Others were more insidious. They described a real process or a real technique, but fudged the details just enough to leave prospective mages on the completely wrong track. Any mortal who tried to ascend to magehood from their techniques would not only waste time and effort on the wrong thing, but might even lock themselves out from magehood altogether, just as Az had told him they would. For example, one book recommended that prospective mages brew their own mana potions, then drink them—not dissimilar to how Rhys himself had awakened. However, the formula it gave for mana potions was just wrong enough that whoever followed that recipe would be so laden with impurities they wouldn’t stand a chance of awakening their ability to sense mana at all. Even Rhys winced at that one. If he’d found that as a child, before he’d gained magehood, even he, with his optimal path that led directly to a technique to handle impurities, would have been ruined.
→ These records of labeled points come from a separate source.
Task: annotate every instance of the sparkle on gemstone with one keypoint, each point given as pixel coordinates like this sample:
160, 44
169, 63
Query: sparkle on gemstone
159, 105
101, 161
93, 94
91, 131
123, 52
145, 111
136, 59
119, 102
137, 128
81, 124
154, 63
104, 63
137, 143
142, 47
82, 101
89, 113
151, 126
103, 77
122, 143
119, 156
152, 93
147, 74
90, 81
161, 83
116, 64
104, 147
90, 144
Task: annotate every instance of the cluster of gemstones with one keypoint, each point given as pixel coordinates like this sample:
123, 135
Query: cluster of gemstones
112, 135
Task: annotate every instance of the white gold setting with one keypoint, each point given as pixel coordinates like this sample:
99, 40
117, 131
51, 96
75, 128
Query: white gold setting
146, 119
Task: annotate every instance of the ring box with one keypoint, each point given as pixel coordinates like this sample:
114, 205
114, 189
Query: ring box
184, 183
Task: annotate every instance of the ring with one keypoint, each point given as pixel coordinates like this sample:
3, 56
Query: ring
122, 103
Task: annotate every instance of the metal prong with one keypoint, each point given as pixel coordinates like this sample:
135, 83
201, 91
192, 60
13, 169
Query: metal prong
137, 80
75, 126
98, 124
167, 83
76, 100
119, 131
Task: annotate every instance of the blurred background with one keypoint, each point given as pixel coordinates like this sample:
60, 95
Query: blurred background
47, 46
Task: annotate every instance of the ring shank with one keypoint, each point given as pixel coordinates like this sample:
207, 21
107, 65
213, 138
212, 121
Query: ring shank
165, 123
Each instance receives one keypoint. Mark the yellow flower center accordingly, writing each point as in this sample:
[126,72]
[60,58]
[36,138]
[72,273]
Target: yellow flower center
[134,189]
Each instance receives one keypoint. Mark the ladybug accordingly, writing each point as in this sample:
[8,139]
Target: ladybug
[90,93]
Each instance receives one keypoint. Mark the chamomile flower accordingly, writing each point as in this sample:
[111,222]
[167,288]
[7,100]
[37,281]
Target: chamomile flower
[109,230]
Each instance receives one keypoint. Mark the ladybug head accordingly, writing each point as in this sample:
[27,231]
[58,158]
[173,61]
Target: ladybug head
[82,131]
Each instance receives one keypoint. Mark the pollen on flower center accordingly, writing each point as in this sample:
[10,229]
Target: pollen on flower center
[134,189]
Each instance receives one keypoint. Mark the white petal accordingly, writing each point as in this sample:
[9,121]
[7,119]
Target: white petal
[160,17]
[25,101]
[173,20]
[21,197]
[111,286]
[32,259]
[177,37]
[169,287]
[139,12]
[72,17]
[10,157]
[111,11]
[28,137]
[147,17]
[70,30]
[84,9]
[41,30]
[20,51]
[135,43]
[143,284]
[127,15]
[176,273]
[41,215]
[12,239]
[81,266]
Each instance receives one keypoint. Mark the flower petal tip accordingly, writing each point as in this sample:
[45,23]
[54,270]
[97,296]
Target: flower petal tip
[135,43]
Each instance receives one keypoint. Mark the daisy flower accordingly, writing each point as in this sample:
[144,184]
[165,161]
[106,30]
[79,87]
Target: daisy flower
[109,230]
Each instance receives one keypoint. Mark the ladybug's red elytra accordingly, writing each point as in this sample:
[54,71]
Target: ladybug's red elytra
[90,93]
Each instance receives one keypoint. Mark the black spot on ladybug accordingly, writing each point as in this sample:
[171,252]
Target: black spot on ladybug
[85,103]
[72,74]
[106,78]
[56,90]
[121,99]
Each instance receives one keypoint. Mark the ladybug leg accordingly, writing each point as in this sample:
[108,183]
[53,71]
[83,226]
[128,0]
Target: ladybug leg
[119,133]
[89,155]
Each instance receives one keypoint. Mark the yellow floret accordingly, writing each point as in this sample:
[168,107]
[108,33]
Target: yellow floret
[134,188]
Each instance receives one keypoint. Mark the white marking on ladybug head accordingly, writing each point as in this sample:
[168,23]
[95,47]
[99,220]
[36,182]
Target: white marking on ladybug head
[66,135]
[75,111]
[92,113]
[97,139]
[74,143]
He thought back to the manuals in the town’s bookshop and shook his head. If he’d foolishly bought those spellbooks, and hadn’t recognized the problems with them, he really would have been much more worse off than simply down a few gold. Losing out on his own potential was one thing, but when he thought about how he could have accidentally sabotaged Bast, a talent so rare he was learning under the Sword Saint, the continent’s most powerful martial artist, he gritted his teeth in leftover anxiety. Ruining his own trash talent was one thing. Ruining someone that rare was a crime.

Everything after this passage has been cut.